Il punto dell’ingiustizia

Anna Segre0,08 su cento; una cifra minima, quasi irrisoria. È quanto conta al liceo classico un voto in più in ciascuna materia (al liceo scientifico, dove manca il greco, le cose vanno un po’ meglio: addirittura 0,09). Per capirci: 0,08 è la differenza tra avere 7 o 8 di latino sulla pagella, il valore di un anno di studio, di versioni e magari pure di ripetizioni. Naturalmente quello 0,08 serve solo se sommato ad altri 0,08 riesce a far alzare la media di un intero punto, altrimenti non serve a niente.
Questo vale per tutte le materie senza distinzioni? Certamente, anzi no: religione, che non è una materia obbligatoria e non è oggetto di esame, non conta 0,08; può contare 0, ma può anche anche contare 1, cioè 12 volte 0,08, la differenza tra avere, per esempio, la media del 7 o la media dell’8, tra una pagella di tutti 7 e una di tutti 8. Detto in altri termini: in teoria un cattolico con la media del 7 potrebbe avere, a parità di interesse e di impegno nello studio, lo stesso credito di un ebreo, di un musulmano, di un valdese o di un ateo con la media dell’8.
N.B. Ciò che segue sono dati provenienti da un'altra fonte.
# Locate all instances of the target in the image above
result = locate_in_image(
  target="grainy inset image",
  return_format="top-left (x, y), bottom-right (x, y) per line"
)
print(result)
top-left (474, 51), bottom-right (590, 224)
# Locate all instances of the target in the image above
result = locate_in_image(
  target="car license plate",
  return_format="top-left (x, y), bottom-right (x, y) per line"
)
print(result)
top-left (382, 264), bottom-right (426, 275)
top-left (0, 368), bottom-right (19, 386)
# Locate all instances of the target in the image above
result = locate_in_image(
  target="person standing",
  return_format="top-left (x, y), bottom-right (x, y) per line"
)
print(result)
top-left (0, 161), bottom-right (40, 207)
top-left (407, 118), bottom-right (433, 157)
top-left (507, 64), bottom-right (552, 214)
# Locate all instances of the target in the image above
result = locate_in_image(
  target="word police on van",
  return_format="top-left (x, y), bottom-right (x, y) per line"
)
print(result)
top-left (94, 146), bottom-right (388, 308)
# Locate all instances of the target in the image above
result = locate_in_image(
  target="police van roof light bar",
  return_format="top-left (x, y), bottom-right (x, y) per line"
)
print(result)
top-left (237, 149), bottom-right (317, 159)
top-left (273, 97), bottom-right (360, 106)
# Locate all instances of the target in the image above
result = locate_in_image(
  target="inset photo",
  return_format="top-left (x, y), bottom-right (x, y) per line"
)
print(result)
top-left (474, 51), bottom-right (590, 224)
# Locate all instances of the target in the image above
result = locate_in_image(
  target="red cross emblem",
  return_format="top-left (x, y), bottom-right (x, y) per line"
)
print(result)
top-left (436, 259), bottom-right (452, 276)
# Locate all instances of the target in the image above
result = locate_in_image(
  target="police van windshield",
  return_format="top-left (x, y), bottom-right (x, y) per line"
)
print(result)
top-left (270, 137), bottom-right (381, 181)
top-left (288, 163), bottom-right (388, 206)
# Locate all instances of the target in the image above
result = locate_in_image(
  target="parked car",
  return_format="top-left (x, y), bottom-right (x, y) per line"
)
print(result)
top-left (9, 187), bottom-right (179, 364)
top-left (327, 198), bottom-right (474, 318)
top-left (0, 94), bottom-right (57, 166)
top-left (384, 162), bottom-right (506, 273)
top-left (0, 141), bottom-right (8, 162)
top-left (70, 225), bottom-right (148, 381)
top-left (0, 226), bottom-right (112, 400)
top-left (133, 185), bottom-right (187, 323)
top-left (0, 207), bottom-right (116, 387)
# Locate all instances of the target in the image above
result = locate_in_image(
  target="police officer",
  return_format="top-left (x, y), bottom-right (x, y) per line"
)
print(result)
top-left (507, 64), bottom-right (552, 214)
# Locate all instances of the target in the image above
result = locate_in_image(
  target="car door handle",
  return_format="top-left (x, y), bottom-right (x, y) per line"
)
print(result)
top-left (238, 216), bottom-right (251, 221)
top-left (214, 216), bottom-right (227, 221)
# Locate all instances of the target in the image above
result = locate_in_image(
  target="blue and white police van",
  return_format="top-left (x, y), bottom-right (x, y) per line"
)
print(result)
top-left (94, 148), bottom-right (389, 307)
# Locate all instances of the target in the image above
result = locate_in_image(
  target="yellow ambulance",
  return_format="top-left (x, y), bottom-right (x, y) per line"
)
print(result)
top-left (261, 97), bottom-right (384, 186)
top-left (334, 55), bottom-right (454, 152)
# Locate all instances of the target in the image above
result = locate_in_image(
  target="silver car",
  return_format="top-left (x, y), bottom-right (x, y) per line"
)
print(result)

Come è possibile? Semplice: la media dei voti non determina un punteggio, ma una banda di oscillazione che può variare fino a un punto sulla base di criteri stabiliti da ogni singola scuola; tra questi, la legge prevede esplicitamente che si possa tener conto della partecipazione all’ora di religione. E non è una possibilità puramente teorica: quando, durante gli esami di stato, ho occasione di scambiare due parole con colleghi di varie provenienze, sento parlare di scuole in cui si usa effettivamente questo criterio, senza rendersi conto che in questo modo la religione non vale come le altre materie ma addirittura 11 o 12 volte di più. E ogni volta mi domando come facciano queste scuole a non temere ricorsi. Credo, infatti, dato il modo in cui è concepito in Italia l’insegnamento della religione cattolica e dati i criteri di selezione degli insegnanti, che un allievo non cattolico che si è visto negare il punto perché non frequenta l’ora di religione avrebbe certamente buon gioco a dimostrare di essere stato penalizzato. Eppure, a quanto pare, in quest’Italia dal ricorso facile con i pretesti più inconsistenti, nessuno pare far caso a questa palese e oggettiva discriminazione.
Com’è possibile che noi ebrei, che siamo tendenzialmente abbastanza inclini alla protesta, lasciamo correre da anni un’ingiustizia del genere ai danni dei nostri ragazzi? Forse semplicemente perché non è mai capitata l’occasione di protestare, forse perché i ragazzi ebrei frequentano scuole di buon senso come la mia – che assegna il punto in più a tutti coloro che sono stati promossi a giugno indipendentemente da qualunque altro criterio – o forse perché con gli allievi ebrei i consigli di classe stanno attenti. È possibile, però, che ci sia anche da parte nostra una certa dose di rassegnazione: si può perdere un punto per non aver frequentato l’ora di religione così come si può perdere un punto, o anche più di uno, per il tema d’esame valutato con criteri discutibili, per una traduzione corretta ma giudicata troppo libera, per una tesina che non ha incontrato il favore della commissione. Onestamente, però, credo che sia diverso: gli esami – si sa – sono un terno al lotto e lo sono sempre stati, ma l’ora di religione che vale (per il solo fatto di frequentarla) 12 volte l’italiano, il greco o il latino in un liceo classico o 11 volte la matematica in un liceo scientifico mi pare davvero uno stravolgimento di tutti gli obiettivi educativi e formativi che le scuole si propongono.
E c’è un altro elemento importante: se i consigli di classe con noi stanno attenti, non staranno altrettanto attenti con allievi che certamente non faranno ricorso, immigrati o figli di immigrati. Non sarebbe nostro dovere farci promotori di una generale battaglia di civiltà contro una discriminazione strisciante ma insidiosa che rischia di colpire proprio i più deboli?